Net neutrality or Net censorship?

ACLU's Caroline Fredrickson says Dick Armey's criticism of the Christian Coalition misses the point.

Dick Armey's recent column on CNET News.com is long on criticism of the Christian Coalition but woefully short of facts about the Net neutrality debate.

In " Net ignorance of the Christian Coalition ," Armey conveniently fails to mention that Net neutrality was the law on the Internet until 2005. The dramatic expansion and innovation that he lauds existed and was made possible because the law prior to 2005 prohibited Internet service providers and other providers from erecting toll booths on the information superhighway.

The Federal Communications Commission and the Supreme Court effectively abolished the Net neutrality requirement just last year. Instead of dramatically expanding federal regulation of the Internet, a Net neutrality requirement would be restoring regulation that has existed for most of the life of the Internet.

Armey's argument that secure private-property rights and consumer choice will preserve free speech on the Internet similarly ignores inconvenient facts.
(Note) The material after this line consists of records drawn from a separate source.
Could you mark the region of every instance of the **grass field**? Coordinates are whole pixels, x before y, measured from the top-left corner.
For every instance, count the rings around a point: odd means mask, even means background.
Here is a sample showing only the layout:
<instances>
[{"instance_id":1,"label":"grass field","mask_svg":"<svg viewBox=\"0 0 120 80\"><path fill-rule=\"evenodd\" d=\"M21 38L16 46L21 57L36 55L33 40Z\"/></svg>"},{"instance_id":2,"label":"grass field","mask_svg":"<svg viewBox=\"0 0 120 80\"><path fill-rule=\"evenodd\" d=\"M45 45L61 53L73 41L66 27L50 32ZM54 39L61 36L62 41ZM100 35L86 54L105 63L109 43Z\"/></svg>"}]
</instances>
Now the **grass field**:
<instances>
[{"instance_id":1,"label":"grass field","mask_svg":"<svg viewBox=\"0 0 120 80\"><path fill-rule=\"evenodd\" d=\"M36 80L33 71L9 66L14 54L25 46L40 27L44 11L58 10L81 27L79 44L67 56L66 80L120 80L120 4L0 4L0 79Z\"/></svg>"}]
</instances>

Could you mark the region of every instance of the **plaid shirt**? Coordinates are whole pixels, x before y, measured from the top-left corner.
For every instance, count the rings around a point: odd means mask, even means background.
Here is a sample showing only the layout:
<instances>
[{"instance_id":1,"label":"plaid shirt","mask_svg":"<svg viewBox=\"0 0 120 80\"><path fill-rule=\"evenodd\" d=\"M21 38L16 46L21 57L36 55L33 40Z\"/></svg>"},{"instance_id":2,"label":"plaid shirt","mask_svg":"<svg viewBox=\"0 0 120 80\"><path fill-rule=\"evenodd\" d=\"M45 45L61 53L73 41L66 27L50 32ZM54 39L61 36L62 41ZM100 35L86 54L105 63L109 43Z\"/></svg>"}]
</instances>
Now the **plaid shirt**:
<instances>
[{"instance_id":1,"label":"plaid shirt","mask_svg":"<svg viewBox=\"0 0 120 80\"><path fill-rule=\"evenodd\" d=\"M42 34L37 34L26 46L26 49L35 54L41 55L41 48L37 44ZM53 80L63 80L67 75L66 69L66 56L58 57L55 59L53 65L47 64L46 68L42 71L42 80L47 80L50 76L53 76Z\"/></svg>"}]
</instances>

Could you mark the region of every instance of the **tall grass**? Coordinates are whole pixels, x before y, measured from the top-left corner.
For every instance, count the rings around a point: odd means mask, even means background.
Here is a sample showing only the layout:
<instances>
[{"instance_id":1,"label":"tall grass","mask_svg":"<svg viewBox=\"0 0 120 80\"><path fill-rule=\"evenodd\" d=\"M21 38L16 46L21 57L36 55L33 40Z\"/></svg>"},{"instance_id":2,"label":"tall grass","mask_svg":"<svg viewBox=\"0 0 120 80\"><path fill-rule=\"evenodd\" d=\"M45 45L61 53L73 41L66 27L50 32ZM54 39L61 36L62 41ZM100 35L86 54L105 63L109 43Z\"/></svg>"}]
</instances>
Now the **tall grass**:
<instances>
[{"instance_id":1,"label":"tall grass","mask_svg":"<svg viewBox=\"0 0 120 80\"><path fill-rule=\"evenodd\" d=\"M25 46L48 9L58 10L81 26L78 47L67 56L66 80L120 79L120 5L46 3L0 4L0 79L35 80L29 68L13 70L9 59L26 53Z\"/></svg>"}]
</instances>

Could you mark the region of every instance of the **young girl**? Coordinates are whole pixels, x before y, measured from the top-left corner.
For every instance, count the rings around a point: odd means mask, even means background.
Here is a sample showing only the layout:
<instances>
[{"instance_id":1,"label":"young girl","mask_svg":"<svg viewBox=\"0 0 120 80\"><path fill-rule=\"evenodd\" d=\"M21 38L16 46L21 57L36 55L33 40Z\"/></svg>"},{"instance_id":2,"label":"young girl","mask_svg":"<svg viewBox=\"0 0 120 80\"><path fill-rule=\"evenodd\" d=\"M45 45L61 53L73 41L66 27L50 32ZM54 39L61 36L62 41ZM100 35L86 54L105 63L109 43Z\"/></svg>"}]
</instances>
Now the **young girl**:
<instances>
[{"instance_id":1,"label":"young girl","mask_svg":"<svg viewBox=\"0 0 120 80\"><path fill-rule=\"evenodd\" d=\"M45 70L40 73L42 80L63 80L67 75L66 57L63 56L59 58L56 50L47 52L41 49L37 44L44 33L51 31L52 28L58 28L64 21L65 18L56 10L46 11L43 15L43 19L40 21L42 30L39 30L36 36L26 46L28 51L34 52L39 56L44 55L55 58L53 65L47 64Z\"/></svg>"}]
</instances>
Armey's argument that secure private-property rights and consumer choice will preserve free speech on the Internet similarly ignores inconvenient facts. Most consumers have few, if any, real choices regarding their broadband Internet providers. As these companies consolidate and move to secure their own "private property rights," consumers will have even fewer choices.

The result is that fewer and fewer companies will have more and more control over what consumers see and do on the Internet. If the consumer does not like the services provided by his ISP, he or she will essentially have two choices: Take it or leave it. In a nutshell, this is Congressman Armey's philosophy of the free market.

Finally, Armey asks why the Christian Coalition would support a federal law forcing ISPs to treat pornography the same as family-friendly content. Protection of free speech includes speech with which we disagree. If ISPs are allowed to become the gatekeepers of the Internet, everyone's speech is at risk. Regardless of whether the ISP disagrees with the speech or merely finds that some speech is not as profitable as others, the end result is that the marketplace of ideas will be radically diminished.

We are already seeing ISPs controlling speech with which they disagree. For example, Time Warner's AOL blocked all e-mails that mentioned "www.dearaol.com" , an advocacy campaign opposing the company's pay-to-send e-mail scheme . BellSouth recently blocked its customers' access to MySpace.com in Tennessee and Florida. Net discrimination is real, it is occurring now, and is only going to get worse.

Protection of free speech includes speech with which we disagree. If ISPs are allowed to become the gatekeepers of the Internet, everyone's speech is at risk.

Anyone who feels that Net neutrality will stifle innovation on the Internet isn't paying attention to history.

For example, before the government broke up the company, AT&T controlled all telephone access. You could not buy a telephone--you had to rent one from AT&T. You could not hook up any non-AT&T-approved device to the telephone lines, including answering machines and modems. And, of course, there was a hefty premium to pay if you wanted to use any AT&T devices. There was no real competition and thus no incentive to innovate.

It was only after the company was dismantled, and there was increased competition, that the dramatic innovation we have seen in the last 25 years came about. Now that AT&T has started gobbling up much of its competition, it is starting to yearn for its glory days of absolute control over its network.

On the Internet today, no one is getting a free ride. You pay for your Internet access to your ISP. Google and Yahoo pay huge amounts of money because their sites use more bandwidth than the average blog or Web site. Net neutrality won't change that. What it does do is stop network operators from playing favorites and deciding that the service quality a content provider gets depends on the business arrangement it makes with the ISP.

Suppose Google and Yahoo continue to pay large amounts of money for their Internet access, but AT&T works out a deal with Google. Users who wish to use Yahoo for a search engine get routed to Google instead. Or else, searches of Yahoo are slowed down so much that users become frustrated and switch to Google. AT&T gets to make more money, and the user's choices become more limited. Or you decide to visit your favorite blog. Since the blogger didn't pay enough to the ISP for preferential treatment, you can go have lunch and dinner while the site loads on your computer, if it loads at all.

The Supreme Court has recognized that through the use of the Internet, anyone can be a town crier or pamphleteer "with a voice that resonates farther than it could from any soapbox." It is a unique medium for expression.

But the Internet did not get where it is by letting gatekeepers determine what information reaches its destination or slowing the information from competitors. If the Internet is to be preserved as a forum for speech and innovation, Congress must reinstate the requirement of Net neutrality.